Пятикратная чемпионка Европы, четырехкратная чемпионка мира, олимпийская чемпионка, чемпионка мира среди профессионалов. Имя Натальи Бестемьяновой вошло в историю советского фигурного катания. В танцах на льду пара Бестемьянова—Букин совершила настоящую революцию.
О Наталье ходят странные слухи. Почему-то все уверены, что она давно живет в Америке вместе со своим мужем, легендарным фигуристом Игорем Бобриным. Привыкла к благополучию и изредка наведывается в Россию по делам. Наташа звонко хохочет, слыша сказки о себе: “Что вы! Я никогда не уезжала из страны! Сейчас вот сижу на даче. А дома редко бываю, потому что гастролей очень много!” Наталье и Игорю удалось почти невозможное: они надолго продлили свою спортивную судьбу, создав “Театр ледовых миниатюр”.
Она говорит так же, как и танцует: стремительно, темпераментно, эмоционально. У нее — ни минуты свободного времени. Однако все подушки в доме расшиты ее руками. Сложно поверить, что эта “высоковольтная” женщина могла сидеть и вышивать крестиком. Так Наташа спасалась от стрессов на сборах и тренировках: заполняла паузы вышиванием. Теперь она ненавидит это занятие.
В сентябре вышла книга: “Наталья Бестемьянова. Игорь Бобрин. Андрей Букин. Пара, в которой трое”. Их соединили лед, пот и слава. Любовь и дружба. В память врезался снимок: Игорь и Андрей держат Наташу на плечах, а она победоносно подняла руки к небу.
— Наташа, было время, когда все родители считали своим долгом отдать дочь в секцию фигурного катания. А как попали на лед вы?
Наташа:
— В пятилетнем возрасте мне сделали операцию, вырезали жировик из-под колена. Операция была не слишком серьезная, но нога сильно болела, я хромала, даже боялась на нее наступать. И родителям порекомендовали отвести меня в спортивную секцию на свежем воздухе, чтоб я разрабатывала ногу. Мама решила, что лучше всего подходит фигурное катание, и привела меня в “Лужники”. Вскоре я забыла про боль в колене и уже изо всех сил старалась догнать свою группу. Мама проводила со мной дополнительные тренировки, я ходила на коньках по резине, чтобы научиться держать равновесие. Ноги ныли, я просила: “Мама, я все буду кушать, только сними с меня эти ботинки!” В результате наших упражнений уже через месяц меня поставили в середину группы. С тех пор с коньками я не расставалась.

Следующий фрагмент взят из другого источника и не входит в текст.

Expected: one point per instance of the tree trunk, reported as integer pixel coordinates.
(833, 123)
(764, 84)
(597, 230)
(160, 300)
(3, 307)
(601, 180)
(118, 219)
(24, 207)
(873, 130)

— Не самое легкое детство вам досталось. Одноклассницы бегают на танцы с мальчиками, а вы спешите на тренировку. Не было желания бросить спорт и тоже рвануть на дискотеку?
Наташа:
— Мы росли в то время, когда девчонки в школе мало общались с мальчиками. Все шли из школы домой, из дома — в школу. Но фигурное катание действительно меня абсолютно поглотило. Я уставала безумно, но никогда не возникало желания бросить. Правда, однажды врачи нашли у меня искривление позвоночника и запретили кататься. Мама неделю не возила меня на каток. А потом мы посмотрели друг на друга, собрали мой рюкзак и поехали на тренировку. Для меня это было и развлечение, и выход энергии, и выплеск эмоций. Вся моя жизнь!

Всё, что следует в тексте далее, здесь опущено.